Surviving the Apocalypse- A Thread

Alexus Carter
3 min readDec 25, 2020

Tom, 38

“I thought there’d be more of a campfire vibe going on, but the other night while the neighborhood was evacuating, I tried to get a chorus of ‘Ring of Fire’ going, and they booed me. Unbelievable!”

Zack, 26

“Trying to keep to a high protein, low-carb diet has been tough. Not impossible, but tough. The guy I’m traveling with keeps trying to get me to eat his potatoes, says it’s starvation that’s the reason my abs are popping. But it’s just jealousy. Surely after the nuclear winter comes the nuclear summer? And who doesn’t want to be ready for that?”

Jeanette, 32

“I didn’t have much of a skin care routine to speak of before it all happened. But, someone showed me that using Gwyneth Paltrow’s pads does wonders for your complexion. They also danced around with her entrails, so I don’t think they were all there. But, the skin care advice still stands!”

Amber, 42

“Honestly, it’s given everyone a chance to reinvent themselves. The other day we met this guy called ‘Gorilla Grip’. Quite an aggressive guy, a bit stabby, carried around a severed penis with him like a safety blanket. Bet he was an accountant, or something like that before it all happened though.”

Rebecca, 52

“No one can look good in actual rags. Fact. But you can accessorize. How else do you think I’ve managed to pull off this look? But, frankly this whole apocalypse has been a disaster fashion-wise.”

Laura & Stephen, 30, 36

Stephen: “Restaurant standards have really nosedived,”

Laura: “There used to be this place in Brentwood that we went to all the time. But, we went there yesterday, and the guy just screamed at us to get out!”
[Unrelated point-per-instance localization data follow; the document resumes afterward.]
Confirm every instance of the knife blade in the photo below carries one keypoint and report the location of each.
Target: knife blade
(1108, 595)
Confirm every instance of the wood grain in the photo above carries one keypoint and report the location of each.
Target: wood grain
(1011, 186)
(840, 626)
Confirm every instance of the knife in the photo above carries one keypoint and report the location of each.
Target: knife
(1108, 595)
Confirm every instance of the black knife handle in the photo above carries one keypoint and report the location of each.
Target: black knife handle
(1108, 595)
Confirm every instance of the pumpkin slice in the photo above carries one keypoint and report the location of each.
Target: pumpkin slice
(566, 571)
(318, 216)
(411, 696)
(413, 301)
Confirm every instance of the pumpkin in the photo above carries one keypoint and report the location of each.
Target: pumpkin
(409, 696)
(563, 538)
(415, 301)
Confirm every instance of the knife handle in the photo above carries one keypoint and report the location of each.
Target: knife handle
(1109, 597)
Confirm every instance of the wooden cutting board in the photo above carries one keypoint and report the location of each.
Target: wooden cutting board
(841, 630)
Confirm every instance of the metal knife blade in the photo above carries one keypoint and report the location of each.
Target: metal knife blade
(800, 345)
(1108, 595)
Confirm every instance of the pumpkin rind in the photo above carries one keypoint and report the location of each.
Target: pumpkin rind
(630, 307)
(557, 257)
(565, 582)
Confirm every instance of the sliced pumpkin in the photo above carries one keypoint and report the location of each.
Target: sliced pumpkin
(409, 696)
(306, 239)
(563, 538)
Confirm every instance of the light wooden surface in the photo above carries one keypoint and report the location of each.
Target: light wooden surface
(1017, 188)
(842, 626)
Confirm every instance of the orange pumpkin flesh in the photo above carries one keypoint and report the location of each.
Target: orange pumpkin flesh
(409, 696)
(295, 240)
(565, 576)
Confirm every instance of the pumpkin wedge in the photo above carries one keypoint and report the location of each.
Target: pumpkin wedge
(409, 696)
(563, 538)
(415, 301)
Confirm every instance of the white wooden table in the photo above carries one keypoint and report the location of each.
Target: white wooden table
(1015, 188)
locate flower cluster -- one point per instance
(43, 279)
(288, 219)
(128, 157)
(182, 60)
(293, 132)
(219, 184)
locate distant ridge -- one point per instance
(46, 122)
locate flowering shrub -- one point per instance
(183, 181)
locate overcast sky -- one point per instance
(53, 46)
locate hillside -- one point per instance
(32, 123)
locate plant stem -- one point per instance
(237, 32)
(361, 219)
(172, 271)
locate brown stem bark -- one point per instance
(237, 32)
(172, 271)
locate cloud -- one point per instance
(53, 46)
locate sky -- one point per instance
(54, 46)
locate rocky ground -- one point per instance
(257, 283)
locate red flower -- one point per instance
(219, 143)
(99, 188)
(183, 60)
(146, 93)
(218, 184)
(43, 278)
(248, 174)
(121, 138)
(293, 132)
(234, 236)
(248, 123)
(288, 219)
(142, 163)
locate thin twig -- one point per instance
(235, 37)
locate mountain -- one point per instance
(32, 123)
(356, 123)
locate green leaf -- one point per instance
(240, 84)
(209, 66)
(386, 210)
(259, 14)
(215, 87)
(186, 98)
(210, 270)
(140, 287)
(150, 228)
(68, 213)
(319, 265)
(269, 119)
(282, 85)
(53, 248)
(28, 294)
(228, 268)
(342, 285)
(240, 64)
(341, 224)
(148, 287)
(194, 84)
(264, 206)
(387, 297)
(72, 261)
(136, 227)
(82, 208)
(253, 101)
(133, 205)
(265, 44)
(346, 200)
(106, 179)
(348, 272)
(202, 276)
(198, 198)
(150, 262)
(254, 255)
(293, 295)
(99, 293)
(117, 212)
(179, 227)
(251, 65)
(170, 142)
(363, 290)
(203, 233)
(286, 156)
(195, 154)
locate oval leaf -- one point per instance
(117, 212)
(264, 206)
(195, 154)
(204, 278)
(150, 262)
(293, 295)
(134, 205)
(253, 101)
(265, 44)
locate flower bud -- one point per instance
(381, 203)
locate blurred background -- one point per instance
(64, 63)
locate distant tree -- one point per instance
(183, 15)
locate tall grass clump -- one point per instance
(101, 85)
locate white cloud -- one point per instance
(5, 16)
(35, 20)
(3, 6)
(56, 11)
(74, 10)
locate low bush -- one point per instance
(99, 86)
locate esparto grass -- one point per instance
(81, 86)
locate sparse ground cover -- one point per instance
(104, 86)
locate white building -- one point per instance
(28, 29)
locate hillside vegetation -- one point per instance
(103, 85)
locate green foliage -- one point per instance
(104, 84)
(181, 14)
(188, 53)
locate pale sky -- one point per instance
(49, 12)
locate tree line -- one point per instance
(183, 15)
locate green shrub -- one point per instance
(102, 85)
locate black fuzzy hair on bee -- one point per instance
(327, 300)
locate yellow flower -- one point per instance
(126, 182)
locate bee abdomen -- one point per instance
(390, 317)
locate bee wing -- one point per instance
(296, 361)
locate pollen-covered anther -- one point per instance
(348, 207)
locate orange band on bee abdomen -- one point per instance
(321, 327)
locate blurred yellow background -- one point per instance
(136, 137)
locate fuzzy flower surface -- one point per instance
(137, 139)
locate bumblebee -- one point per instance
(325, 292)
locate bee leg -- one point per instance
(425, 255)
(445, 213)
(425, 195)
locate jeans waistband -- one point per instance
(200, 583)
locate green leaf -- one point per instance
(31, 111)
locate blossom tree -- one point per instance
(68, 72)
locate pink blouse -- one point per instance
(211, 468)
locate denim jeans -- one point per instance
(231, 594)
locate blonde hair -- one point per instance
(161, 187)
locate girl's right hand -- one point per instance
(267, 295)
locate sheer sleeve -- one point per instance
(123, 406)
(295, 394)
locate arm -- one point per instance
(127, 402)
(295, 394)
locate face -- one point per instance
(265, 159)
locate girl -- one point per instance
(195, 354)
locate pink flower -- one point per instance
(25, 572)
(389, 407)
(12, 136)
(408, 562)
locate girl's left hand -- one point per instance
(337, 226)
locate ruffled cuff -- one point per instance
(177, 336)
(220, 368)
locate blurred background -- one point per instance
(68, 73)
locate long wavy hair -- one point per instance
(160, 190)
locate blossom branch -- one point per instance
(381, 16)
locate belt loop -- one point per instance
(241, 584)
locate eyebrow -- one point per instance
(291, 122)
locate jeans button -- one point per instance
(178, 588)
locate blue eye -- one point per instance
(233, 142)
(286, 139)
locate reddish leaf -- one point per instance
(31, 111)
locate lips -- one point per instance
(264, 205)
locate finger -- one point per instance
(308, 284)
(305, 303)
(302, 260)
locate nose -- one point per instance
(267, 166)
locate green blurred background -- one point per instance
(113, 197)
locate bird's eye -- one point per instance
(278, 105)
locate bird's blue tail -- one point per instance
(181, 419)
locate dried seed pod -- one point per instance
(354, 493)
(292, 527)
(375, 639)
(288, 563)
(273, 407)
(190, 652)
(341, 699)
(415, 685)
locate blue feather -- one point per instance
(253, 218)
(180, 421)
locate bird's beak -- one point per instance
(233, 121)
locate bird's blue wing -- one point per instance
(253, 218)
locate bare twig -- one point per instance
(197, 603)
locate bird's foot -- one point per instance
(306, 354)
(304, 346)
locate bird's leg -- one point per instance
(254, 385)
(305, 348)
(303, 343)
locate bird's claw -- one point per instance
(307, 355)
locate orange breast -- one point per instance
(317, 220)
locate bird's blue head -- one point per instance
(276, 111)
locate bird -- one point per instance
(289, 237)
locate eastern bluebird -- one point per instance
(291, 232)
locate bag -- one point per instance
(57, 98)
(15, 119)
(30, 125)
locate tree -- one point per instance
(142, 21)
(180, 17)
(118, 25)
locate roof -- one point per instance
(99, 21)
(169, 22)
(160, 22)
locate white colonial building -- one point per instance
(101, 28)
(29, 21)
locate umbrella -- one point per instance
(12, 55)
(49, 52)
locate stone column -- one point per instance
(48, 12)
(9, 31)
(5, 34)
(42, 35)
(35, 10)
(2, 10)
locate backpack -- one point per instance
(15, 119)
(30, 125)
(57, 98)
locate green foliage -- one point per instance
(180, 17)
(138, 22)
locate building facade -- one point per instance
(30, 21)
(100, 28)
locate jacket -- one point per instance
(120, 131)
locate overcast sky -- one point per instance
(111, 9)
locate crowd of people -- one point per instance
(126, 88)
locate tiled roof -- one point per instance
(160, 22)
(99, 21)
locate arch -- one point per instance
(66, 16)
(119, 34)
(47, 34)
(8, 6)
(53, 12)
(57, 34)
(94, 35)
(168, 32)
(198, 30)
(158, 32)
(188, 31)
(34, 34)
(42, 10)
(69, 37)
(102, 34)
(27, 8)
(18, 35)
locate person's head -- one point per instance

Stephen: “The angry, celebrity chef is so cliché. At some point you have to remember about customer service”

Laura: “Fortunately, there’s quite a good street food movement happening,”

Stephen: “We went to this new guy the other day who does awesome barbecue. Really simple, but tasty food. He tasted just like pork.”

Mark, 24

“It sucks that I never got the chance to tell my boss to go fuck himself. That first day when I didn’t have to drag my ass in, only for him to shout at me was great. Sure, I had to escape a pack of crazed bats. But, it was still pretty great!”

JT, 19

“End of the…? Bro, don’t mess with me. Are you messing with me?…Shit!…I…er…Does that mean the dispensary is closed?”

Zoe, 22

“Some people have a real attitude now. This guy was all like, ‘what skills do you have?’ And I was like, ‘Uh, I’m a content provider’ and he just started laughing!”

Jake, 29

“This guy said the water he’d got was the best, filtered stuff you could get. Sure, there were some smooth notes, and a clean, crisp finish. But, it was cold, and that’s about as good as it got. Finishing the bottle was a chore. I can’t say I’ll be going back…yes I am dehydrated, but I have standards. White Claw for life.”

Bart, 40

“I blame Hollywood. We’re all waiting for some charismatic leader to step through the smoke, bring us all together and lead us forward. But, the closest we’ve got is when some guy trying to sing ‘Ring of Fire’ the other night. But after they cancelled him I surprised if anyone else is going to bother.”